On Wed, Feb 15, 2017 at 9:27 PM, Michael Paquier
<michael.paquier@gmail.com> wrote:
> On Wed, Feb 15, 2017 at 7:58 PM, Heikki Linnakangas <hlinnaka@iki.fi> wrote:
>> On 02/09/2017 09:33 AM, Michael Paquier wrote:
>>> Now regarding the shape of the implementation for SCRAM, we need one
>>> thing: a set of routines in src/common/ to build decompositions for a
>>> given UTF-8 string with conversion UTF8 string <=> pg_wchar array, the
>>> decomposition and the reordering. The extension attached roughly
>>> implements that. What we can actually do as well is have in contrib/ a
>>> module that does NFK[C|D] using the base APIs in src/common/. Using
>>> arrays of pg_wchar (integers) to manipulate the characters, we can
>>> validate and have a set of regression tests that do *not* have to
>>> print non-ASCII characters.
>>
>>
>> A contrib module or built-in extra functions to deal with Unicode characters
>> might be handy for a lot of things. But I'd leave that out for now, to keep
>> this patch minimal.
>
> No problem from me. I'll get something for SASLprep in the shape of
> something like the above. It should not take me long.
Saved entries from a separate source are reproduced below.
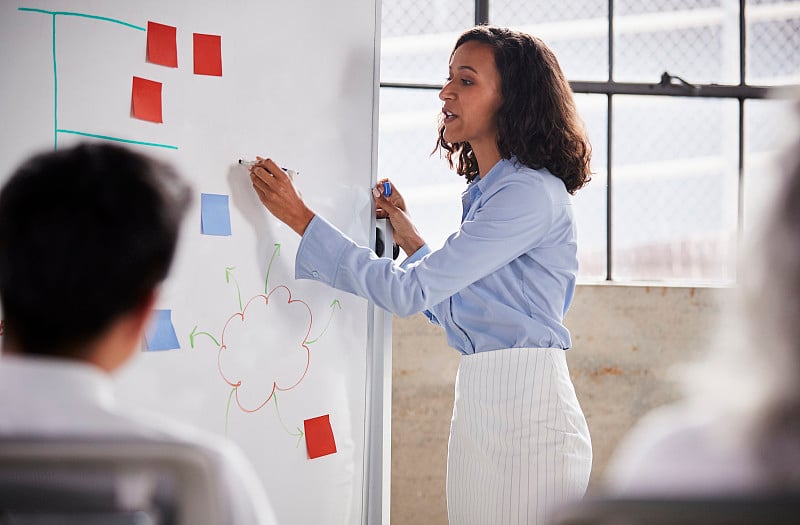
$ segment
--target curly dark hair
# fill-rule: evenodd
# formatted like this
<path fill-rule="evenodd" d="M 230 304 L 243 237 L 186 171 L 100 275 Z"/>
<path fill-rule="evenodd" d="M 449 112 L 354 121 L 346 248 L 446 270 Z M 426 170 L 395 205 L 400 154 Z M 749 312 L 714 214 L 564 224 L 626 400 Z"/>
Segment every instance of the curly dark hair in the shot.
<path fill-rule="evenodd" d="M 465 31 L 453 53 L 466 42 L 477 41 L 494 50 L 500 73 L 502 105 L 497 112 L 497 147 L 505 158 L 517 159 L 533 169 L 547 168 L 574 194 L 591 179 L 592 147 L 578 116 L 572 88 L 553 52 L 540 39 L 511 29 L 476 26 Z M 441 117 L 440 117 L 441 119 Z M 472 181 L 479 175 L 478 162 L 468 142 L 439 140 L 450 167 Z"/>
OK, attached is a patch that implements SASLprep that needs to be
applied on top of the other ones. When working on the table reduction,
the worst size was at 2.4MB. After removing all the characters with a
class of 0 and no decomposition, I am able to get that down to 570kB.
After splitting the decompositions by size into their own tables, it
got down to 120kB, which is even nicer. One thing that I forgot
previously was the handling of the decomposition of Hangul characters
(Korean stuff) which is algorithmic, so you actually do not need a
table for them. The algorithm is here for the curious =>
http://unicode.org/reports/tr15/tr15-18.html#Hangul.
The patch includes the conversion tables, which is why it is large,
and the perl script that I used to generate it. It has been pushed as
well on my github branch. The basics are here I think, still this
portion really needs a careful review. I have done some basic tests
and things are basically working, but I have been able to break things
pretty easily when using some exotic characters. The conversion tables
look correct, I have tested it using my module which implements NFKC
(https://github.com/michaelpq/pg_plugins/tree/master/pg_sasl_prepare),
still much refinement needs to be done.